Au surplus, la pièce que nous avons vu représenter à Stalden n’est ni une comédie ni une tragédie, c’est un mystère, moderne à la vérité, puisqu’il a été composé d’après un conte du chanoine Schmidt par le curé même de l’endroit, mais présentant d’ailleurs, du premier jusqu’au dernier, et dans le fond aussi bien que dans la forme, tous les caractères des anciennes pièces qui ont porté ce nom. Ainsi, pour ce qui est des analogies d’appareil et d’extérieur : tréteaux et échafaudages de même sorte, spectacle donné en plein jour et en plein air, durée pareillement longue de la représentation, personnages infernaux, prologue et épilogue ; pour ce qui est du fond, les croyances catholiques mises en scène, puis, sous cet appareil accommodé aux esprits, une donnée morale simple et pratique ; enfin, pour ce qui est de la forme, le défaut d’art, l’imitation cherchée de la réalité imparfaitement mais naïvement comprise ; le dialogue, les tirades barrant la route à une action qui demeure à peu près immobile, et l’intérêt poursuivi bien plutôt dans l’exactitude matérielle des incidents et dans l’expression fortement, longuement accusée, de sentiments et de passions d’une grande simplicité, que dans les coups imprévus, dans les surprises, dans les artifices ingénieux d’une intrigue nouée avec quelque art et déliée avec quelque bonheur. Pourtant, hâtons-nous de le dire, si à tous ces égards l’analogie est frappante entre la pièce jouée à Stalden en septembre 1842 et les mystères du moyen âge, à l’égard de la donnée morale, elle est comparativement épurée, et, autant que nous avons pu la suivre et la comprendre au moyen des yeux bien plus qu’au moyen d’une intelligence malheureusement très-bornée de la langue allemande, il nous a paru qu’exempte de controverse hostile, elle se bornait à l’objet convenable de renforcer chez les montagnards, en vue desquels elle a été composée, la moralité par la croyance et la croyance par la moralité.

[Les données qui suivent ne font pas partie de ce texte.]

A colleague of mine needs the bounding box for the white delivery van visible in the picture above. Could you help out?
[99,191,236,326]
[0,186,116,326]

Chose singulière ! on parle des mystères comme d’une chose qui a vécu, et, tout à côté de nous, dans nos montagnes, on les pratique ; bien plus, on les a pratiqués sans interruption à partir de l’époque où en France ils étaient encore le seul théâtre en usage. M. de Sainte-Beuve, dans son excellent écrit sur les écrivains du seizième siècle, consacre d’intéressantes pages à ces représentations des mystères, sans paraître se douter qu’au delà de la frontière du pays qu’il habite ces représentations subsistent à cette heure encore ; et nous-même, bien plus impardonnablement sans doute, il a fallu que nous tombassions fortuitement sur l’une de ces représentations pour nous douter qu’elles fussent encore de ce monde. Ce que c’est pourtant que de procéder des livres et toujours des livres, comme on y est si fort porté dans notre docte siècle, plutôt que de procéder parfois des choses, des faits, de la vie ! Ce que c’est aussi, alors même qu’on procède des livres, que d’aller en oublier quelques-uns, et des instructifs, et des principaux, sur l’objet ! L’autre jour M. le pasteur Bridel, le vénérable et savant auteur du Conservateur suisse, instruit par hasard de l’intention où nous étions de décrire la représentation de Stalden, nous fit passer, avec un petit volume devenu fort rare[1], et qui contient une pièce jouée à Züg en 1672, une note toute remplie d’indications précieuses. Empêché que nous sommes de faire actuellement les recherches intéressantes, mais trop laborieuses pour des yeux fatigués, dont cette note nous ouvre l’accès, nous pensons bien faire que de la transcrire ici au profit de ceux qui seraient tentés de s’occuper de ce sujet, et aussi parce qu’elle donnera déjà à ceux qui l’auront parcourue une succincte idée du théâtre suisse tel qu’il a existé et tel qu’il subsiste encore dans quelques vallées catholiques des Alpes.


THÉÂTRE SUISSE
Consulter le Conservateur suisse, volume et pages ci-après :
Volume. Page.
Spectacle national d’Arth, canton de Schwitz, en 1784 I. 276.
La Demoiselle Helvétia II. 260.
Théâtre à Mellingue II. 292.
Drame joué à Lucerne, en 1645 IV. 420.
Le Carnaval de l’Entlibuch VIII. 68.
Frère Fatschin IX. 164.
Personnages à Fribourg IX. 318.
Ancien théâtre X. 60.
Susanne, jouée en quatre langues à Lausanne XI. 93.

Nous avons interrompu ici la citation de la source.